Monitor blood pressure carefully because it can go in both directions. The use of spironolactone or Inspra is recommended if there is fluid retention or high blood pressure or low potassium levels.  This is because this medication can sometimes stimulate the mineralocorticoid receptors.

The efficacy of Korlym (mifepristone) in the management of hypercortisolism (Cushing’s syndrome) is primarily demonstrated in the pivotal SEISMIC (Study of the Efficacy and Safety of Mifepristone in the Treatment of Endogenous Cushing Syndrome) trial, an open-label, uncontrolled Phase III study. 
The main references used to show efficacy are:
Pivotal Phase III Study: The primary data for FDA approval came from a 24-week, open-label, multicenter study of 50 adults with endogenous Cushing’s syndrome who had type 2 diabetes mellitus or glucose intolerance and for whom surgery had failed or was not an option.
Key Finding: 60% of patients in the glucose-intolerant group demonstrated a greater than 25% reduction in the area under the curve in the oral glucose tolerance test.
Key Finding: Mean hemoglobin A1C (HbA1c) in the glucose-intolerant group decreased from 7.4% to 6.3%.
Key Finding: An independent review board assessed overall clinical improvement and determined that 87% of patients showed evidence of improvement at any post-baseline visit. Peer-Reviewed Publication of Phase III Results: The results of this pivotal trial were published in the peer-reviewed journal Clinical Endocrinology (Oxf):
Katznelson L, Loriaux DL, Feldman D, Braunstein GD, Schteingart DE, Gross C. Global clinical response in Cushing’s syndrome patients treated with mifepristone. Clin Endocrinol (Oxf). 2014;80(4):562-569. doi:10.1111/cen.12332.

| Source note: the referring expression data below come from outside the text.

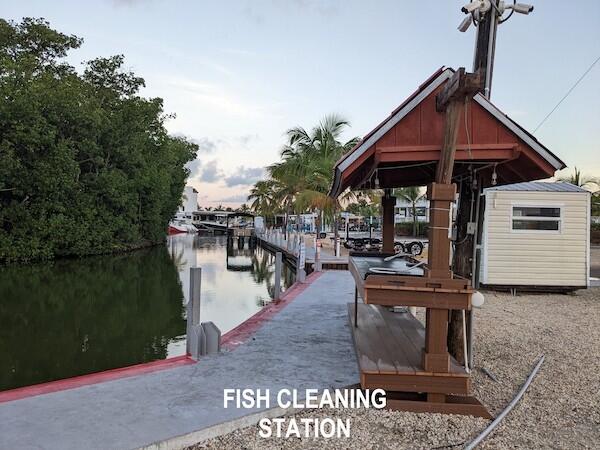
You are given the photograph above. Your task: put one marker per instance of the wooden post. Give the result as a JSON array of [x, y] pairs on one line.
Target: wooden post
[[278, 265], [441, 194], [388, 204], [193, 336]]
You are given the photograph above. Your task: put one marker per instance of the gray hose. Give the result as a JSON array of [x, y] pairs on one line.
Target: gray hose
[[475, 442]]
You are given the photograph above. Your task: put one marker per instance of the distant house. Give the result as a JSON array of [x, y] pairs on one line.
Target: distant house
[[536, 235]]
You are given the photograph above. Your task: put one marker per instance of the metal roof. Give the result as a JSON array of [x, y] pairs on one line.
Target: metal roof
[[539, 186]]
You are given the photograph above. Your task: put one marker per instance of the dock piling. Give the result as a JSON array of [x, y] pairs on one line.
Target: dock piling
[[278, 266], [193, 305]]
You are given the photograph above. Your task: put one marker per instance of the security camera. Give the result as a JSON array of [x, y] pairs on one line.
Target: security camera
[[481, 5], [521, 8], [465, 24]]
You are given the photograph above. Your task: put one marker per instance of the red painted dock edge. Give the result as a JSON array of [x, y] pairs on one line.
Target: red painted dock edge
[[243, 331], [93, 378], [229, 340]]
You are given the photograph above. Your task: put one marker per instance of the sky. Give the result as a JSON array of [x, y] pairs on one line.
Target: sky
[[237, 74]]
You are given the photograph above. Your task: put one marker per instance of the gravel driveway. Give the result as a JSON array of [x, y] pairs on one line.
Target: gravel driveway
[[560, 409]]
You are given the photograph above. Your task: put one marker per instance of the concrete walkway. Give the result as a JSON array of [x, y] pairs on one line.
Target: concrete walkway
[[305, 345]]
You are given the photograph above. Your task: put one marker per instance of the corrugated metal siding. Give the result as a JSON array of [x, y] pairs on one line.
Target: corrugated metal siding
[[536, 258], [539, 186]]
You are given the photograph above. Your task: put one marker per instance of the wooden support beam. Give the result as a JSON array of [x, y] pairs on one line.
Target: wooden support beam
[[388, 203], [461, 85]]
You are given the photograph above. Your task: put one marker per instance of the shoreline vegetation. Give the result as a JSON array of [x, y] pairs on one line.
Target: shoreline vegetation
[[86, 164]]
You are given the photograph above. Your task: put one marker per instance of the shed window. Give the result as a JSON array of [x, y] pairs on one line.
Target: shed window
[[536, 218]]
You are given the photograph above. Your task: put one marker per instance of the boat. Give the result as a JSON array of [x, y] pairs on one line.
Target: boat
[[182, 223]]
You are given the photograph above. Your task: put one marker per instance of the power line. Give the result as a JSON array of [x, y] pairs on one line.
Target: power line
[[567, 94]]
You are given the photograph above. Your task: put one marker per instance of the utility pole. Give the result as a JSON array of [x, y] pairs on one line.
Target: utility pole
[[486, 15], [485, 47]]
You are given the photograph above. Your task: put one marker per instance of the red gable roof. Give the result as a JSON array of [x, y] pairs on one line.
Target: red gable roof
[[403, 149]]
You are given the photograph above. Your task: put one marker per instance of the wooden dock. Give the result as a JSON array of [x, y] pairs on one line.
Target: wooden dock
[[389, 350]]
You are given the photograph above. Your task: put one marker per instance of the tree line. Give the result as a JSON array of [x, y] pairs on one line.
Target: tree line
[[86, 164], [300, 181]]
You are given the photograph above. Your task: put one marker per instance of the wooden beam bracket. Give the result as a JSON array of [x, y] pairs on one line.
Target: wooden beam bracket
[[461, 85]]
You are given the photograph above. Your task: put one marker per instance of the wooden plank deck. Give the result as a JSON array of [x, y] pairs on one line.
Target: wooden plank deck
[[389, 348]]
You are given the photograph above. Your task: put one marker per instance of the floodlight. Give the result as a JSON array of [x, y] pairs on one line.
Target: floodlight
[[465, 24], [477, 5], [521, 8]]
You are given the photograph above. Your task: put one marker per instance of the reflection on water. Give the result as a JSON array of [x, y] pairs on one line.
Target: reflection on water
[[79, 316]]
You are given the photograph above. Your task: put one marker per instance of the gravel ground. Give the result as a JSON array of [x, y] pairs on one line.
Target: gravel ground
[[561, 409]]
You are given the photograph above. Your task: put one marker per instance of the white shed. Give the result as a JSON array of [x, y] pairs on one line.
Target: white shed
[[536, 235]]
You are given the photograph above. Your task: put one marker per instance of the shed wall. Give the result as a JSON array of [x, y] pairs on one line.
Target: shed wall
[[536, 258]]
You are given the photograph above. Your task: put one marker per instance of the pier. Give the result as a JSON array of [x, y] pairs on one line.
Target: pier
[[316, 258], [301, 343]]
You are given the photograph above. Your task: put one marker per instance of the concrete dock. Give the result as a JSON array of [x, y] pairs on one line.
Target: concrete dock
[[307, 344]]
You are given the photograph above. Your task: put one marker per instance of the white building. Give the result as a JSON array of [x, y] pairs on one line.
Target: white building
[[189, 202], [536, 235], [403, 212]]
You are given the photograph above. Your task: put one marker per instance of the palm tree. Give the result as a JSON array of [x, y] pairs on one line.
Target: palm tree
[[580, 180], [412, 195], [262, 197], [309, 158]]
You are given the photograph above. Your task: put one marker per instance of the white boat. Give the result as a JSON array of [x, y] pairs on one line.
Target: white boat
[[182, 223]]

CATALYST Study: A more recent Phase 4 study (CATALYST) further evaluated Korlym in patients with difficult-to-control type 2 diabetes and hypercortisolism. This study confirmed that Korlym produced a significant reduction in HbA1c compared to placebo.
Key Publication: DeFronzo RA, Auchus RJ, Bancos I, et al. Study protocol for a prospective, multicentre study of hypercortisolism in patients with difficult-to-control type 2 diabetes (CATALYST): prevalence and treatment with mifepristone. BMJ Open. 2024;14(7):e081121. doi:10.1136/bmjopen-2023-081121.

These studies demonstrate Korlym’s effectiveness in controlling hyperglycemia and improving other clinical signs and symptoms of hypercortisolism by blocking the cortisol receptor, rather than reducing cortisol production itself.